In northern New Jersey, 8 percent of mortgages are in foreclosure—twice the share for the United States as a whole. An additional 4 percent of northern New Jersey mortgages are at least 90 days delinquent, the point at which a foreclosure filing can be initiated. Combined, 12 percent—or about one in eight mortgages—are seriously delinquent. By comparison, the pre-crisis share of mortgages seriously delinquent in this region was less than 2 percent. More positively, flows of mortgages into foreclosure and delinquency are down from their peak levels, although still considerably up from pre-crisis levels. Similarly, annual declines in home values are far less steep than they were in 2009, despite a continued fall.
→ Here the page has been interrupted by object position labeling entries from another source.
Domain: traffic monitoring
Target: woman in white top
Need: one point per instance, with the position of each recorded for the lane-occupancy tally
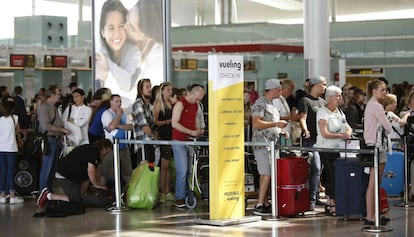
(390, 105)
(144, 28)
(77, 118)
(332, 128)
(9, 127)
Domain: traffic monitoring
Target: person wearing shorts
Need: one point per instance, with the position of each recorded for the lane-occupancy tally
(266, 127)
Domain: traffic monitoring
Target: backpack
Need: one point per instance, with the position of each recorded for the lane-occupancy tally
(58, 208)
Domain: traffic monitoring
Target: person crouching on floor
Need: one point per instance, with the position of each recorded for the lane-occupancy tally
(75, 172)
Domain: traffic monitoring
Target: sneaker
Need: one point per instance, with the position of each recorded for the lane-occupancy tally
(268, 208)
(262, 210)
(320, 203)
(41, 200)
(169, 197)
(16, 200)
(179, 203)
(3, 200)
(383, 221)
(162, 198)
(312, 206)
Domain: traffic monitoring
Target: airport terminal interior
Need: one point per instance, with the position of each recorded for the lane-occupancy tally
(166, 220)
(44, 42)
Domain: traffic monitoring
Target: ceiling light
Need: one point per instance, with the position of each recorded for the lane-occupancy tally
(288, 5)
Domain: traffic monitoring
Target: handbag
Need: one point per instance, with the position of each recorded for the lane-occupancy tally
(366, 160)
(19, 140)
(67, 147)
(41, 143)
(349, 144)
(143, 190)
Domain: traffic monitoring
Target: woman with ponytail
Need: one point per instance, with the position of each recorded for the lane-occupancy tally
(375, 122)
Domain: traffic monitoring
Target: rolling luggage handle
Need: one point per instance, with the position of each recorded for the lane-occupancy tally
(377, 228)
(406, 187)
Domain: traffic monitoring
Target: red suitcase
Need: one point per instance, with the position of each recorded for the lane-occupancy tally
(384, 205)
(292, 188)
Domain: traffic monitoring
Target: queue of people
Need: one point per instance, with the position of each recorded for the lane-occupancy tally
(94, 124)
(326, 123)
*In our analysis, northern New Jersey includes Bergen, Essex, Hudson, Middlesex, Passaic and Union.

 
* Click each thumbnail to view chart. See corresponding highlight in left-hand column.
* Click chart to enlarge

Data include first-lien mortgages on 1-4 unit residential properties as of March 1, 2011. To approximate the full universe of residential mortgages, data are aggregated from two sources depending on mortgage type. The source of privately securitized mortgage data is CoreLogic LoanPerformance (LP); the source of data on all other mortgages is Lender Processing Services Mortgage Performance data (LPS).

These data do not represent the total number of residential mortgages in each geography but the unadjusted loan counts from the source databases. As of 3/1/2011, the data sets provided monthly loan-level information on approximately 34.9 million active loans in the United States, estimated at 65 percent of the total number of mortgages. However, coverage varies by category and geography.

The House Price Indexes at the county and zip code level are from CoreLogic LoanPerformance (LP). To mitigate small-sample concerns, we use a three-month moving average of the HPI that includes all sales in the zip code, including distressed sales.

Housing Unit data are owner-occupied data from the Census American Community Survey, 2005-2009 estimates.